Biden met with officials from six other NATO states, as well as Japan, early on Wednesday morning to discuss an explosion which killed two people in the Polish town of Przewodow the day prior, the White House said. Ahead of the meeting – held in Bali, Indonesia, on the sidelines of the ongoing G20 summit – the president was asked whether he could share what he knows about the blast, but simply said “no.”
Senior officials from Germany, Canada, the Netherlands, Spain, Italy, France, Britain and Japan took part in the sit-down with their American counterparts, according to Reuters. It is unclear why Polish officials did not participate, or whether NATO would hold a separate meeting with all of its 30 members, as the bloc’s Secretary-General Jens Stoltenberg previously noted the alliance would consult on the incident.
Biden expressed “deep condolences for the loss of life” to Polish President Andrzej Duda during a phone call on Tuesday, offering “full US support for and assistance with Poland’s investigation” while reiterating “the United States’ ironclad commitment to NATO.”
While an unnamed US intelligence official earlier told the Associated Press that a “Russian” missile caused the explosion, the Pentagon later clarified that it had no information to corroborate such a claim. Moscow, too, has rebutted allegations that it was behind the blast, with the Russian Defense Ministry stating the incident had “nothing to do with Russian weapons” after Polish media outlets circulated photos of debris said to be missile fragments.
Ukraine, however, was nonetheless quick to accuse Russia of a “missile strike” on a NATO state, with President Vladimir Zelensky suggesting it was an attack on the bloc’s “collective security” and a “very serious escalation.” Poland has also summoned Moscow’s ambassador to discuss the matter.

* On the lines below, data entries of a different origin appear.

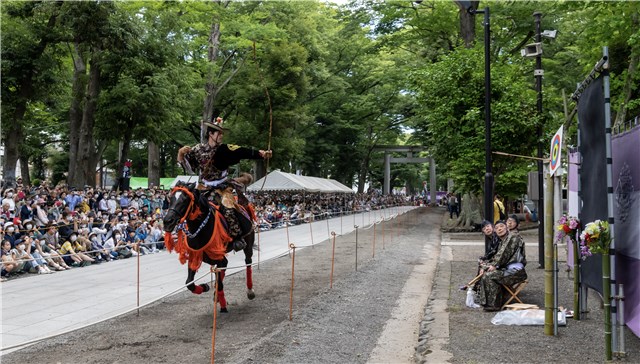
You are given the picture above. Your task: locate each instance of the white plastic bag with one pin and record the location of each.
(470, 302)
(525, 317)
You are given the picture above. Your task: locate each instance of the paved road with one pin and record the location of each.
(39, 306)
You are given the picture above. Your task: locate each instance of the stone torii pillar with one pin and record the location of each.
(409, 159)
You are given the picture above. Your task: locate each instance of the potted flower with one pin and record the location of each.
(595, 239)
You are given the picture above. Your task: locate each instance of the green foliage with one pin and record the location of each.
(338, 80)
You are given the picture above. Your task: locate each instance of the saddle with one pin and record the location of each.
(225, 192)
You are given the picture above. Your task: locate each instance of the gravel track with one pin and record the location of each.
(337, 325)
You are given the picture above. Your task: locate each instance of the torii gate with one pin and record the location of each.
(409, 159)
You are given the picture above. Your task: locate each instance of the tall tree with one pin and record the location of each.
(27, 30)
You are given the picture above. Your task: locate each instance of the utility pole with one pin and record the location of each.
(538, 73)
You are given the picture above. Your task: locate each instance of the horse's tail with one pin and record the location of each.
(244, 179)
(252, 212)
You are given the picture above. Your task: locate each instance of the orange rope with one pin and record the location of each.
(215, 314)
(293, 265)
(333, 254)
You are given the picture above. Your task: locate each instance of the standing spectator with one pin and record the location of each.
(8, 199)
(498, 209)
(73, 199)
(113, 206)
(6, 213)
(26, 211)
(124, 200)
(10, 233)
(102, 204)
(39, 213)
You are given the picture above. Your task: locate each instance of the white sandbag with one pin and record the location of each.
(470, 302)
(525, 317)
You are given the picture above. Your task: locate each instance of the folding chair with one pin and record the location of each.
(514, 291)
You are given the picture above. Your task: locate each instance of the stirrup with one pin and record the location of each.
(238, 244)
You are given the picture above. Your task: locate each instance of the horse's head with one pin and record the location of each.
(183, 200)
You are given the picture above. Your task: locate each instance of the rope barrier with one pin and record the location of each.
(215, 312)
(293, 265)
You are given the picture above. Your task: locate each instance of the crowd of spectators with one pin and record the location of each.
(46, 229)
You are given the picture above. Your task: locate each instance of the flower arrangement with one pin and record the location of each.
(567, 226)
(595, 239)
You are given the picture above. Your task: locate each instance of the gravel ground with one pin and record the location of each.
(338, 325)
(473, 339)
(344, 324)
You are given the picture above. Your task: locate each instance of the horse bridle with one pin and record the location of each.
(182, 223)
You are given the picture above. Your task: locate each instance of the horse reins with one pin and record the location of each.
(182, 225)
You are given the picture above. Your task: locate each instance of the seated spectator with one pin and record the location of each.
(21, 254)
(156, 236)
(11, 233)
(73, 257)
(99, 253)
(494, 242)
(513, 222)
(505, 267)
(121, 247)
(10, 263)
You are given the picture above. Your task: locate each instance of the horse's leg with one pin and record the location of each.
(248, 253)
(223, 302)
(196, 289)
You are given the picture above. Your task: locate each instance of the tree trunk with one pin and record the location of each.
(468, 24)
(362, 176)
(124, 152)
(75, 111)
(14, 135)
(469, 212)
(24, 170)
(12, 153)
(210, 88)
(153, 164)
(86, 156)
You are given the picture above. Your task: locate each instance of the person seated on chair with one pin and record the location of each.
(505, 267)
(213, 159)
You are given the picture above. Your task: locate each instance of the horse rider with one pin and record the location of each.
(213, 159)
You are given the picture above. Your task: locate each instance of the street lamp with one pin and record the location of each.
(488, 176)
(535, 50)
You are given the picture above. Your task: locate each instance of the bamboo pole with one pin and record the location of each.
(606, 297)
(576, 279)
(548, 256)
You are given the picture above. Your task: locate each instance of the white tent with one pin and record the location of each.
(185, 179)
(281, 181)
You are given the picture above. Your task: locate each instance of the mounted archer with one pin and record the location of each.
(213, 159)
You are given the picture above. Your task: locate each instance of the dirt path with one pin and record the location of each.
(345, 324)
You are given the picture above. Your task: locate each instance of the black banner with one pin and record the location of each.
(593, 173)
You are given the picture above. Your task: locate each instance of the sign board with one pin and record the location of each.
(556, 152)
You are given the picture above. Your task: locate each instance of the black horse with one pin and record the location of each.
(202, 237)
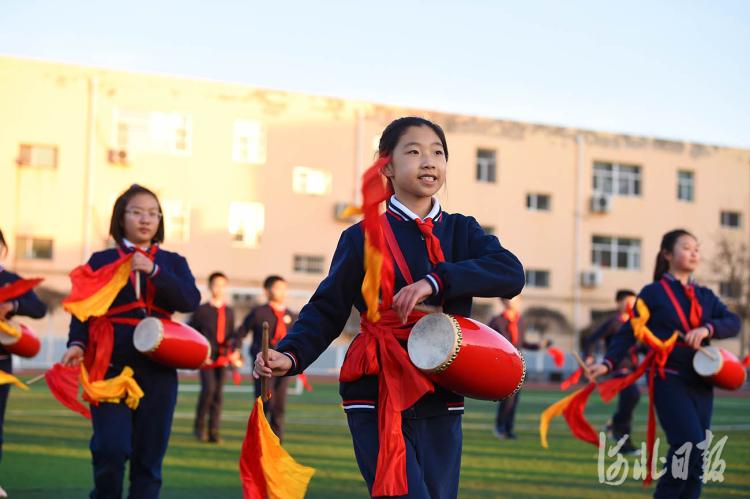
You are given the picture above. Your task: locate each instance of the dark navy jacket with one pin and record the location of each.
(27, 304)
(475, 265)
(664, 320)
(174, 291)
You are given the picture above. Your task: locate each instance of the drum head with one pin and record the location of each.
(703, 365)
(433, 342)
(148, 334)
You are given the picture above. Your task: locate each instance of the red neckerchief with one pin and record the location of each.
(512, 317)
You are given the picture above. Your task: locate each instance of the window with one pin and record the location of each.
(311, 181)
(32, 247)
(614, 252)
(308, 264)
(249, 142)
(537, 278)
(156, 132)
(614, 178)
(176, 220)
(685, 186)
(486, 163)
(37, 156)
(731, 290)
(731, 219)
(246, 221)
(538, 202)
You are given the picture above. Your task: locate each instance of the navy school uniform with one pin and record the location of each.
(683, 400)
(275, 406)
(27, 304)
(475, 265)
(141, 435)
(622, 419)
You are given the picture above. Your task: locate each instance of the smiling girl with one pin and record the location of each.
(105, 344)
(406, 431)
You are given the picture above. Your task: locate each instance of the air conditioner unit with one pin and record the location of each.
(341, 212)
(601, 203)
(591, 278)
(120, 156)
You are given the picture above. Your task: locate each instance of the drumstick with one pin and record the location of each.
(705, 352)
(35, 379)
(583, 365)
(263, 379)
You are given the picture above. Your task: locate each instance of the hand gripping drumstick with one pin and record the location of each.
(703, 350)
(263, 379)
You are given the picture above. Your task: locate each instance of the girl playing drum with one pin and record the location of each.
(406, 430)
(132, 429)
(683, 399)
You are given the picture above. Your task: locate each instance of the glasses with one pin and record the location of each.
(141, 214)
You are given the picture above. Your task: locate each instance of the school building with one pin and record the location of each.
(252, 182)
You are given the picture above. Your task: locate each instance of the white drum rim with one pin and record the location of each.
(8, 339)
(136, 335)
(457, 340)
(701, 358)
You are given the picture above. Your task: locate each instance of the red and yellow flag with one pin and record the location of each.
(95, 290)
(266, 469)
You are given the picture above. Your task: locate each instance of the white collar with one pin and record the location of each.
(410, 214)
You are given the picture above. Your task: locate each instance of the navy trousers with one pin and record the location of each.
(622, 420)
(506, 413)
(140, 436)
(684, 409)
(7, 366)
(433, 453)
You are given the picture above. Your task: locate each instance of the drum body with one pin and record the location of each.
(171, 343)
(26, 345)
(466, 357)
(725, 372)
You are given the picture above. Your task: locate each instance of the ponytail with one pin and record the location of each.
(667, 244)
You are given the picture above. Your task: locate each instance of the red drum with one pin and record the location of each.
(171, 343)
(466, 357)
(725, 372)
(26, 345)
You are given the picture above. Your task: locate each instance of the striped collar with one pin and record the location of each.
(397, 209)
(670, 277)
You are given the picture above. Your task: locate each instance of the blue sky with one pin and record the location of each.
(677, 70)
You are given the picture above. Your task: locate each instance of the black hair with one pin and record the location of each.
(214, 276)
(116, 225)
(667, 244)
(271, 280)
(622, 294)
(397, 128)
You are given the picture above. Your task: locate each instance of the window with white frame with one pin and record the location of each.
(537, 278)
(685, 186)
(308, 264)
(34, 248)
(616, 252)
(176, 220)
(310, 181)
(246, 222)
(37, 156)
(731, 219)
(153, 131)
(249, 142)
(538, 202)
(486, 165)
(617, 179)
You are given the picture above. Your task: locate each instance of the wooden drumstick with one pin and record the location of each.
(703, 350)
(583, 365)
(263, 379)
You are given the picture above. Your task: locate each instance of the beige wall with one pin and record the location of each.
(48, 103)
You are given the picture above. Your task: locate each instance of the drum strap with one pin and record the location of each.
(395, 249)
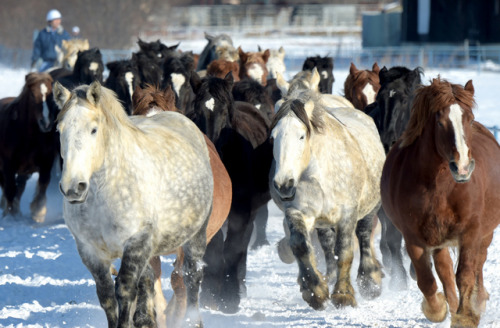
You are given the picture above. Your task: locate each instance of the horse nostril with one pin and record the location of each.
(82, 186)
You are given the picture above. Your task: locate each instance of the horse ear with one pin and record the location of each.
(315, 79)
(309, 107)
(94, 93)
(195, 81)
(282, 84)
(352, 69)
(469, 87)
(265, 55)
(61, 94)
(229, 78)
(242, 54)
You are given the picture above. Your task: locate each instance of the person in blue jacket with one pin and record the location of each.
(46, 41)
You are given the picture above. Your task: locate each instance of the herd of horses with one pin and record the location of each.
(179, 153)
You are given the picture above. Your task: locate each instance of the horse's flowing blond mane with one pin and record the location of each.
(431, 99)
(108, 106)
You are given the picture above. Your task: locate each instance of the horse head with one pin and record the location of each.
(123, 78)
(39, 85)
(443, 112)
(89, 66)
(291, 131)
(361, 86)
(213, 105)
(391, 109)
(82, 135)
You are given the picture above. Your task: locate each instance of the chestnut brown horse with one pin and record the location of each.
(253, 65)
(148, 101)
(28, 144)
(440, 188)
(361, 86)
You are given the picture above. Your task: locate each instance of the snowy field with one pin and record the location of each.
(43, 282)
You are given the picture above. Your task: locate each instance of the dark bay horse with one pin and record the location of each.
(391, 112)
(149, 101)
(240, 134)
(28, 144)
(439, 187)
(324, 65)
(361, 86)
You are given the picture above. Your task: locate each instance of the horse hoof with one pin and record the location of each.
(285, 252)
(438, 312)
(463, 321)
(370, 288)
(316, 297)
(341, 300)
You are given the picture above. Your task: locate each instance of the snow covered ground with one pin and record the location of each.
(43, 282)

Soon after the explosion, Warsaw said it would place its military on higher alert and consider whether to invoke NATO’s Article 4 provision – which requires consultations among the alliance if a member state believes they are under military threat or wishes to discuss any other “issue of concern.” It differs from Article 5, a collective security measure that would compel all NATO states to come to the defense of another member.